Her answer did not satisfy me, yet in that secret part of me where I know what things are true and what things are not, I knew it had fallen upon me to be the man of the house. After all, I was already ten years old, soon to be eleven. And I had three younger ones to look after. Not to talk of my mother, my Ma with the habitually pinched face and trembling hands.

*

I found a dried clove of garlic in his trousers. Without any hesitation, I pocketed it. It made all the sense in the world. If I had to take my father’s place, I had to be like him. I had to be him.

The first gnaw filled my mouth with heat and a horrible taste. I wondered how he could stand it, enjoy it even. But I persevered. I had to be Papa.

In their room, I found a picture of Papa and Mama. She looked very different, with a smile curving her lips. And there was none of that gauntness in her face. In fact, she looked radiant. Positively glowing, like there was nothing more to do in life than savour it. Based on the date on the right hand corner of the picture, I realised the picture had been taken a few months to their wedding. And I also understood something else.

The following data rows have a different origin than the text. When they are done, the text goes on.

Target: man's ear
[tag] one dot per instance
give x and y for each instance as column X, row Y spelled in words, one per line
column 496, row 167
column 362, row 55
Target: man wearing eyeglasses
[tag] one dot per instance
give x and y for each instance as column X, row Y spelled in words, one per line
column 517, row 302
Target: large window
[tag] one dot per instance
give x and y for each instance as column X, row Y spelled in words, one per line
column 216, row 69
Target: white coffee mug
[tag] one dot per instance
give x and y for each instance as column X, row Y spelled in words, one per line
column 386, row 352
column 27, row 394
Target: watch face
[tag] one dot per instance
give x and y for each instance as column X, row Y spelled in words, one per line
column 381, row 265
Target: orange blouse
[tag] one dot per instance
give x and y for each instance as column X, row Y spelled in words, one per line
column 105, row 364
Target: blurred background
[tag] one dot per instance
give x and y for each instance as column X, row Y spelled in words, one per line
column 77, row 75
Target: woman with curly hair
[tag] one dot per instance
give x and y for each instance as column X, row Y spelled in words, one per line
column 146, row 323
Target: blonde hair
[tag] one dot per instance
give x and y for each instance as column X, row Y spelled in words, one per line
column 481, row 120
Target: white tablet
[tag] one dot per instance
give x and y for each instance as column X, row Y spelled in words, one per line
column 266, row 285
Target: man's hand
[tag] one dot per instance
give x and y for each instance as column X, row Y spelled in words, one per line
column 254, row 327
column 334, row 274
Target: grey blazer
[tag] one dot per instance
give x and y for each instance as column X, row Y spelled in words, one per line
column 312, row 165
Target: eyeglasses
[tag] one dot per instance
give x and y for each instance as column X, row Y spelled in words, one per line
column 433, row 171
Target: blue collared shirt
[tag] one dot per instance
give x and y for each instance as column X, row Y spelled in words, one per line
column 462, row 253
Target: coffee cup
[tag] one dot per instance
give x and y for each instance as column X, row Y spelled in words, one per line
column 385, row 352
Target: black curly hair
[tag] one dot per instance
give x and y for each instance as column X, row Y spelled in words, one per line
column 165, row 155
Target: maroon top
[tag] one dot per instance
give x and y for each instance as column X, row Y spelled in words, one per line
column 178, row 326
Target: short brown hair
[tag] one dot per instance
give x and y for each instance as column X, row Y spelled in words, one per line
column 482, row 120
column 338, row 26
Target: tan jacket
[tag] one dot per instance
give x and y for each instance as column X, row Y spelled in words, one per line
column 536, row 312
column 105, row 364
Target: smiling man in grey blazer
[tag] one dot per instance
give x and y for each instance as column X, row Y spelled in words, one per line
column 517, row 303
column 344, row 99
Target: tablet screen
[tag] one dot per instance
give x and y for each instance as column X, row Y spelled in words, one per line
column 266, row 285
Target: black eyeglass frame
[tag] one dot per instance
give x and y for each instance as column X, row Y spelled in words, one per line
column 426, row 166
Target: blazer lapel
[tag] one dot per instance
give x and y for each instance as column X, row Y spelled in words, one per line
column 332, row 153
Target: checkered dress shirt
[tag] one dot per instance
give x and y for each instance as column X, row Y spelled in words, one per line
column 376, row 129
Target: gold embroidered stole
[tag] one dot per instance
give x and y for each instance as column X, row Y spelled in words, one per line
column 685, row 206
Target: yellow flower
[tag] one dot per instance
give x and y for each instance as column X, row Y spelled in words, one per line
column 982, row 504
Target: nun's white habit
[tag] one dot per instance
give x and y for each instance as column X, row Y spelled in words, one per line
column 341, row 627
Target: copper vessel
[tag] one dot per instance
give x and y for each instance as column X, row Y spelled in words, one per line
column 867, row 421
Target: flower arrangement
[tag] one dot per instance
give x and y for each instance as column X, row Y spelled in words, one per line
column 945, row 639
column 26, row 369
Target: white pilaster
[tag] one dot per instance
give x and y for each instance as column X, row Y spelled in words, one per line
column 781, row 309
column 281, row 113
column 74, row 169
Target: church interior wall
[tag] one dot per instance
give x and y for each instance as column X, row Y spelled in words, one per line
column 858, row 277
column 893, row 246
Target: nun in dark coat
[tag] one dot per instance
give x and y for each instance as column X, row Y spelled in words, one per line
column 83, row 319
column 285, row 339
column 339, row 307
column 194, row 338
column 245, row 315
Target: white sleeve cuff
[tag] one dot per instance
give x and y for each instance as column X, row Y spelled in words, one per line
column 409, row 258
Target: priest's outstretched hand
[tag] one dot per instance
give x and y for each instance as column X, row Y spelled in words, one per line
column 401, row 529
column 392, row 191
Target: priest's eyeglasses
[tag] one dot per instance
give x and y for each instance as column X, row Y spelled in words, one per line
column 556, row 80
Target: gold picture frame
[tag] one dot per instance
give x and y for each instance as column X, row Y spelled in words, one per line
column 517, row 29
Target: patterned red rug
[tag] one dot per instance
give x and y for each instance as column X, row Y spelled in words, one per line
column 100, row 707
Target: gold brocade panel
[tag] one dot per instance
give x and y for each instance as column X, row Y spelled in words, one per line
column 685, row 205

Twelve years of being Papa’s wife had drained the life from my mother.

*

To my surprise, he called again a month after he left. Even though I didn’t speak to him, I gathered from Mama that he was finding America exciting. He told her he was already getting used to being called something other than his real name, that his new country had dizzying sights and sounds. He didn’t talk about getting a job.

I wanted to ask her if his call meant that we would soon be joining him, but didn’t.

“Ma, didn’t he ask to speak to us?” Ambrose, my eight year old brother asked. I gave him the evil eye. Didn’t he know one didn’t ask Mama that kind of question?

Mama shook her head. “He said to greet you all. Making calls from there is very expensive and he has to save money to send for us.”

“So when are we going?” Ambrose persisted.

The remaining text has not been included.